A key piece of Pittsburgh Mayor Luke Ravenstahl's fight on blight came under fire from landlords at a hearing on disruptive property legislation yesterday.
Landlords used the hearing in Council Chamber to object to being held responsible for their tenants' behavior, especially in light of the difficulty of evicting problem renters.
"You are putting the onus on landlords to evict tenants for disruptive behavior," said Ed Goldstone, a landlord living in Squirrel Hill, who compared eviction proceedings to "sticking your hands through peanut butter."
Mr. Ravenstahl's proposed ordinance would allow the city to designate as "disruptive" any address that was the scene of three arrests, citations or summonses over a month. That would start a process that could result in billing the landlord for future public safety calls, and to misdemeanor charges against that property owner. Those who were trying to evict problem tenants would get a pass.
"It gives us the teeth that we need to go after these individuals that are not good neighbors," said Mr. Ravenstahl, in an interview. "This will in no way affect the good landlord. It will only affect the bad landlord."
Some landlords who said they are responsible worried they could be tarred by a broad-brush ordinance.
"We provide a service, OK?" said Jean Yevick, of the Western Pennsylvania Real Estate Investing Association. "I don't feel that we should be responsible for other peoples' actions."
"Eviction proceedings will increase dramatically," warned Caroline West, general counsel for Franklin West Inc., a Shadyside landlord with 350 apartments.
Attorney Clifford Levine, representing the Apartment Association of Metropolitan Pittsburgh, questioned whether landlords could effectively evict tenants for bad behavior.

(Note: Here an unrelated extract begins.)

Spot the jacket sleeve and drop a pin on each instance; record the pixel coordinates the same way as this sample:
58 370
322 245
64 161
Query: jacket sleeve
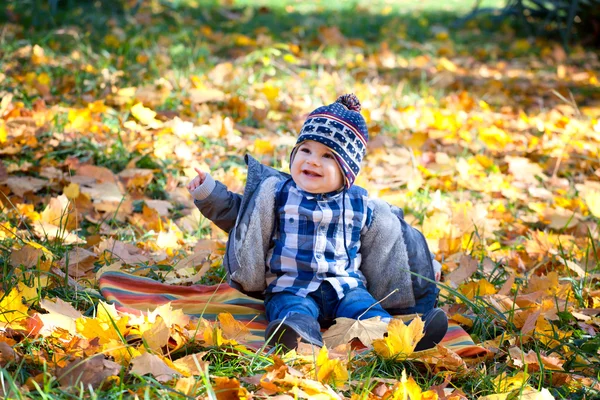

Neighborhood groups came to the legislation's defense. Mark Fatla, executive director of the North Side Leadership Conference, chided landlords who argued that they shouldn't have to oust disorderly renters.
"Where do you think that burden should be?" he asked, turning from council to the landlords and their representatives. "The city doesn't have that power. Only you have that power."
Council President Doug Shields suggested that the proposal should invoke civil penalties, rather than criminal action.
City Solicitor George Specter said he is meeting this week with lawyers for landlords, and hopes to work out a compromise this month. If the legislation doesn't pass this year, it would have to be reintroduced.
The legislation isn't the only front in the fight against blight.
Mr. Ravenstahl's administration has continued an enforcement push against Oakland landlords. The Bureau of Building Inspection reports that this year it has filed 1,245 citations against Oakland property owners -- five times what it filed in 2005.
"It's one thing to issue citations, and another to clean up a property," Mr. Ravenstahl said. "We need to get to the point where the issuance of a citation leads to a better property, and that isn't happening."
He said a coming shift in housing code enforcement should help. Those violations have been handled by District Judge Kevin Cooper, in a Downtown courtroom, for two years. Starting in January, they will be handled by district judges in the neighborhoods in which they occur.
"They have a better ability to do that, because they live in those communities, they drive through those communities, they are elected by those communities," Mr. Ravenstahl said.